Appello del Comitato per gli Affari Esteri e la Democrazia dell’Assemblea Parlamentere del Consiglio d’Europa

Nonostante la mancanza del rispetto degli standards umanitari e dei diritti umani, ad oggi, 800 residenti di Ashraf sono stati trasferiti a Camp Liberty allo scopo di trovare una pacifica soluzione. Ma questo campo soffre di una grave carenza di acqua potabile e di elettricità. Gli scarichi fognari all’aperto hanno reso l’area terribilmente inquinata e pericolosa per la salute umana e le roulottes sono estremamente e malamente danneggiate, cosicché alcune sono inutilizzabili. Ai residenti di Liberty non è concesso lasciare il campo. Non hanno accesso diretto ai servizi medici, né agli avvocati.
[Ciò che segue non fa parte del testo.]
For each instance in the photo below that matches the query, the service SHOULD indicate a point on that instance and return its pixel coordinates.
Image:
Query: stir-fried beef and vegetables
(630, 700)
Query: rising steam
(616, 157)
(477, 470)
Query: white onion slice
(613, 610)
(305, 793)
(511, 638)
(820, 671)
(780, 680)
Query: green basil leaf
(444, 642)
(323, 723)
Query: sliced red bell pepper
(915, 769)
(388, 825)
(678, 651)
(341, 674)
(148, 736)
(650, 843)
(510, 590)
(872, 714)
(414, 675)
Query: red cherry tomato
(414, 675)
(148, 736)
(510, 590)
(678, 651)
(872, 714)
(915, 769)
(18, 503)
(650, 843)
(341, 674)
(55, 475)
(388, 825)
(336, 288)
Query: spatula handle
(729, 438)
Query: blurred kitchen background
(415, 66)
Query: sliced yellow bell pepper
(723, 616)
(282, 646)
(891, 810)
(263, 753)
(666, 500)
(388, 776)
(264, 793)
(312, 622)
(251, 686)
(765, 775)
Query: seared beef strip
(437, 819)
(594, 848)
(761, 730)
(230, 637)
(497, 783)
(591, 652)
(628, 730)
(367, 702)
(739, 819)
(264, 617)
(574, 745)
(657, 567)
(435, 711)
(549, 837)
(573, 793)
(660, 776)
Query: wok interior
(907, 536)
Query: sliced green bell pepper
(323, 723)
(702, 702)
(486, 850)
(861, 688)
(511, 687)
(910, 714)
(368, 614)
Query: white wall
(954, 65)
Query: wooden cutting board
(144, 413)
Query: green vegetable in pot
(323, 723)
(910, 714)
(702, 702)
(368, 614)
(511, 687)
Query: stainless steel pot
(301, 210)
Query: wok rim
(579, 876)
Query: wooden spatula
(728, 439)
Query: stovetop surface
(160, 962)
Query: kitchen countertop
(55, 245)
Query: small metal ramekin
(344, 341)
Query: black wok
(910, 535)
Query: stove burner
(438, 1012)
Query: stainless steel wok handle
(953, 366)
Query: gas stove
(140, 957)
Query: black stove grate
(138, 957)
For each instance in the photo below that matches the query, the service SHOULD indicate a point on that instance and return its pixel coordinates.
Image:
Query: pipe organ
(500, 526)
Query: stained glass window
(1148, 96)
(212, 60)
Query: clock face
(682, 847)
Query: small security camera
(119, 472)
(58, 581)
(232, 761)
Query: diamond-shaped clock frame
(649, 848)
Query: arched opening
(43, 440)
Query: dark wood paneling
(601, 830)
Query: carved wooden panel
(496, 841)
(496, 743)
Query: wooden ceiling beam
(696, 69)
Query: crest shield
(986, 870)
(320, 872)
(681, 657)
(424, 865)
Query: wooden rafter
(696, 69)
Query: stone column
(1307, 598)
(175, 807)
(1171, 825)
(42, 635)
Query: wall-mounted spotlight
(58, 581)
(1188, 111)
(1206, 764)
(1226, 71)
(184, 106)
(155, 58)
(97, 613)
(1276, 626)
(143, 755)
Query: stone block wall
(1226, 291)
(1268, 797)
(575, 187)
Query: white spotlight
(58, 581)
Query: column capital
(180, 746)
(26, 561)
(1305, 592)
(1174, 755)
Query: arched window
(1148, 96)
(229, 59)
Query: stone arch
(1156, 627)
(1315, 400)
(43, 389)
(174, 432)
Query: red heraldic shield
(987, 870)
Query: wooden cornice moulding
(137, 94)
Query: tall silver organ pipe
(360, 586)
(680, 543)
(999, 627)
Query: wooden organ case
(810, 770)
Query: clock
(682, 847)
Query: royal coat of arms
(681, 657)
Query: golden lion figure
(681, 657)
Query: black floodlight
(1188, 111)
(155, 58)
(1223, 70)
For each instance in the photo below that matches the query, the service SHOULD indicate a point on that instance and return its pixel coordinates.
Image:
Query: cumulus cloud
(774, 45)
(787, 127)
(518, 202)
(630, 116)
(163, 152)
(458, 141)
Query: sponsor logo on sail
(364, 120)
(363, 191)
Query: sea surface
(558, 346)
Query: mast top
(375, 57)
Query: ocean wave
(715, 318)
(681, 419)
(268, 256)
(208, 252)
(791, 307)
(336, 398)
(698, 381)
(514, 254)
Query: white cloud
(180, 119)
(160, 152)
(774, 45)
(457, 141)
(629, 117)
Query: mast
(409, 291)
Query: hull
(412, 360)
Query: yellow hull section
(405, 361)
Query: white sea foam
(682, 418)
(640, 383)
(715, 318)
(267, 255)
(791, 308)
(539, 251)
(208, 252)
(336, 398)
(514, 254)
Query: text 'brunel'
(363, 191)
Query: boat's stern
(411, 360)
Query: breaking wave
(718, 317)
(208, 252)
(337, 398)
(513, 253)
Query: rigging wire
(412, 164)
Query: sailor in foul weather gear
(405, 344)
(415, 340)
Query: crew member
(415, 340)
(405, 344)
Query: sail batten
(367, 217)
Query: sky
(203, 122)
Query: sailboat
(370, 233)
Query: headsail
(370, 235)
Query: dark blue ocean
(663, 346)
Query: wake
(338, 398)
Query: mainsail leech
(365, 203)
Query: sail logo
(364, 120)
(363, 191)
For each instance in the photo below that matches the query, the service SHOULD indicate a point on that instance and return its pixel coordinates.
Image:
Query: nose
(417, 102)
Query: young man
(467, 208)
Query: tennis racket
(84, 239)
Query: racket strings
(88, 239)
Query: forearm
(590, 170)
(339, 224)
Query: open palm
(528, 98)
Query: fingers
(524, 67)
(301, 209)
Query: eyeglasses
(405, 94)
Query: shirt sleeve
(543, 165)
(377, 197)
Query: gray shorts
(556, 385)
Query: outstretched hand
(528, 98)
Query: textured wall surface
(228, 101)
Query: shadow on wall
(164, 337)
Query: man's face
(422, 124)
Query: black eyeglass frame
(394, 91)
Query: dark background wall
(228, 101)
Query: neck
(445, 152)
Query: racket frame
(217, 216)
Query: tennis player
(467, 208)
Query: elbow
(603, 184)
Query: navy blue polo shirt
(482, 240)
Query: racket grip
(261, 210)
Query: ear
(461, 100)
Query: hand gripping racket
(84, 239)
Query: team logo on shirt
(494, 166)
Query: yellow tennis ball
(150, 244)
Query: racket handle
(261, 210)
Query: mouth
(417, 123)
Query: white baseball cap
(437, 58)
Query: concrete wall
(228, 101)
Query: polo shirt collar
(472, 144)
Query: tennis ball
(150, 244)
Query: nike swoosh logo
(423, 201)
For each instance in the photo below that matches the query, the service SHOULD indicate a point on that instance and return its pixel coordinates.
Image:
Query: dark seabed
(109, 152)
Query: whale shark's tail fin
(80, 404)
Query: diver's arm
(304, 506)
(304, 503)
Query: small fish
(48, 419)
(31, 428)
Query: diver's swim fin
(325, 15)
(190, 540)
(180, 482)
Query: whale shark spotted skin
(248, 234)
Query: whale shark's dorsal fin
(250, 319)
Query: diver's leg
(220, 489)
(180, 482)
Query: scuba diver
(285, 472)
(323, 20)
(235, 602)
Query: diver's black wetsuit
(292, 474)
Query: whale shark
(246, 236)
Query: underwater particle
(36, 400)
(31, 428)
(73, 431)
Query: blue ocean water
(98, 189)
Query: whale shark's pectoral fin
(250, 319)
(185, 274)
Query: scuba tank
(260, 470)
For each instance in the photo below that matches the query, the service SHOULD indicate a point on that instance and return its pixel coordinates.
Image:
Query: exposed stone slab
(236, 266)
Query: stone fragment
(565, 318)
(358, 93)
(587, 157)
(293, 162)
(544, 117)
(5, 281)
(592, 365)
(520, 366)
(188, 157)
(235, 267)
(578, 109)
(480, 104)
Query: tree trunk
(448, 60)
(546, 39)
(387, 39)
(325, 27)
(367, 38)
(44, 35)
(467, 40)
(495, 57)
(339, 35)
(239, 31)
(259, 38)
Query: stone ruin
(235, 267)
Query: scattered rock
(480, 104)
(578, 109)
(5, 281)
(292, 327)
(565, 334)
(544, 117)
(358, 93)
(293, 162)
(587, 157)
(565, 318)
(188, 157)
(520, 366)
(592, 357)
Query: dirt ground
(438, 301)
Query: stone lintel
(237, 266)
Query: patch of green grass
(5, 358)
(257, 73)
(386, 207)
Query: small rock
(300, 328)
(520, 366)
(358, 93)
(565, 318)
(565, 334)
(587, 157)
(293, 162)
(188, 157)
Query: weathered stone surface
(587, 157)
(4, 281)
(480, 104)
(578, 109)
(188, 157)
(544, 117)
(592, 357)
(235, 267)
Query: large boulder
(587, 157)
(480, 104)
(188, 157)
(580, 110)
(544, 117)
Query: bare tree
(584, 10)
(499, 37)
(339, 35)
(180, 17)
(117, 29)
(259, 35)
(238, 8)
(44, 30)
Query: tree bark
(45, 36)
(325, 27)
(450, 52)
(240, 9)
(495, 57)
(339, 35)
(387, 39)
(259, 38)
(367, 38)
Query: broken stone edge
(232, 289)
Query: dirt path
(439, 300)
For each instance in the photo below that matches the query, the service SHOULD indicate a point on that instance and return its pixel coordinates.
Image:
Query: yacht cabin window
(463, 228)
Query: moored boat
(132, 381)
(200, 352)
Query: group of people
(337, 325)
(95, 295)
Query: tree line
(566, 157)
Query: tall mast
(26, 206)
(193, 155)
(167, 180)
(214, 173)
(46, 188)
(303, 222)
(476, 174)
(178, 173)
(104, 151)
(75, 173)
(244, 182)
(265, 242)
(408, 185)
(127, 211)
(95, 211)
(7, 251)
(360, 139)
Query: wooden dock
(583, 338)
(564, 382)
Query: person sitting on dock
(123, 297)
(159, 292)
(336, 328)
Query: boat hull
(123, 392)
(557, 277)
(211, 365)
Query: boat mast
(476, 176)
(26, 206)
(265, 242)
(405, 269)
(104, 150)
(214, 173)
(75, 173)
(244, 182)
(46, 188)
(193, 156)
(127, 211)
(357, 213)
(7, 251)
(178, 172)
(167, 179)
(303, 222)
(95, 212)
C’è una stazione di polizia e quasi 150 militari iracheni armati e dotati di mitragliatrici in questa area limitata di mezzo kilometro quadrato nella quale dovrebbero vivere 3400 persone. Diverse telecamere di sorveglianza e apparecchiature per intercettazioni sono state installate nel campo, e i loro elaborati sono stati passati alle autorità iraniane per minacciare i residenti e le loro famiglie.
Il Comitato sollecita il governo iracheno a mettere in opera le garanzie minime richieste dai residenti, compresa la rimozione dal campo di tutte le unità armate, delle telecamere di sorveglianza e delle apparecchiature per le intercettazioni; a risolvere il problema delle infrastrutture, il particolar modo quello dell’acqua, dell’elettricità e degli scarichi dei liquami; a fornire accesso diretto ai servizi medici, agli avvocati e agli osservatori delle Nazioni Unite; a permettere la libera circolazione o almeno ad aumentare l’area del campo; e fornire protezione a tutti i residenti fino alla loro partenza dall’Iraq impedendo l’arresto di qualunque residente.
Ci rivolgiamo agli stati membri del Consiglio d’Europa e agli stati osservatori affinché diano seguito, positivamente e rapidamente, alle richieste di risistemazione dei residenti di Liberty e di Ashraf.